In a New York Times editorial, Sylvia Longmire attempts to generate interest in her upcoming book on drug cartels by arguing that marijuana legalization wouldn't actually do much to damage their profits:
FOR a growing number of American policy makers, politicians and activists, the best answer to the spiraling violence in Mexico is to legalize the marijuana that, they argue, fuels the country’s vicious cartels and smugglers. After all, according to official estimates, marijuana constitutes 60 percent of cartels’ drug profits. Legalization would move that trade into the open market, driving down the price and undermining the cartels’ power and influence.
Unfortunately, it’s not that easy.
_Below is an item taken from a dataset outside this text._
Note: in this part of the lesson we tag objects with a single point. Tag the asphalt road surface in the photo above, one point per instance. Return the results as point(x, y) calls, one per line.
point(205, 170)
Marijuana legalization has many merits, but it would do little to hinder the long-term economics of the cartels — and the violent toll they take on Mexican society.
What follows is familiar territory covered before by the drug czar and his friends:
For one thing, if marijuana makes up 60 percent of the cartels’ profits, that still leaves another 40 percent, which includes the sale of methamphetamine, cocaine, and brown-powder and black-tar heroin. If marijuana were legalized, the cartels would still make huge profits from the sale of these other drugs.
This is what you call doing "little to hinder the long-term economics" of these organizations? Imagine a CEO telling his shareholders not to worry because profits were only projected to shrink by around 60%.
Plus, there’s no reason the cartels couldn’t enter the legal market for the sale of marijuana, as organized crime groups did in the United States after the repeal of Prohibition.
No reason other than the fact that Americans are better at every aspect of the marijuana business other than smuggling it over the border. Cartel tactics are worthless in a legal market. What are they gonna do, sell us schwag at gunpoint?
Still, legalization would deliver a significant short-term hit to the cartels — if drug trafficking were the only activity they were engaged in. But cartels derive a growing slice of their income from other illegal activities. Some experts on organized crime in Latin America, like Edgardo Buscaglia, say that cartels earn just half their income from drugs.
Indeed, in recent years cartels have used an extensive portfolio of rackets and scams to diversify their income.
It's really quite a mess, I agree completely. But it all came about because we allowed these scumbags to make so much money selling drugs that they can now afford an R&D department that works around the clock to invent horrible new crimes. This isn't an argument against legalization, it's another disastrous consequence of prohibition that's going to keep getting worse every single day the drug war continues.
We can go back and forth forever about how much of the cartels' money comes from what, but one thing we all know for sure is where these vicious criminals found the power to become what they are today. It was through drug prohibition that this legacy of bloodshed and brutality was born, and the long process of unraveling it all cannot even begin until prohibition itself is brought to an end forever.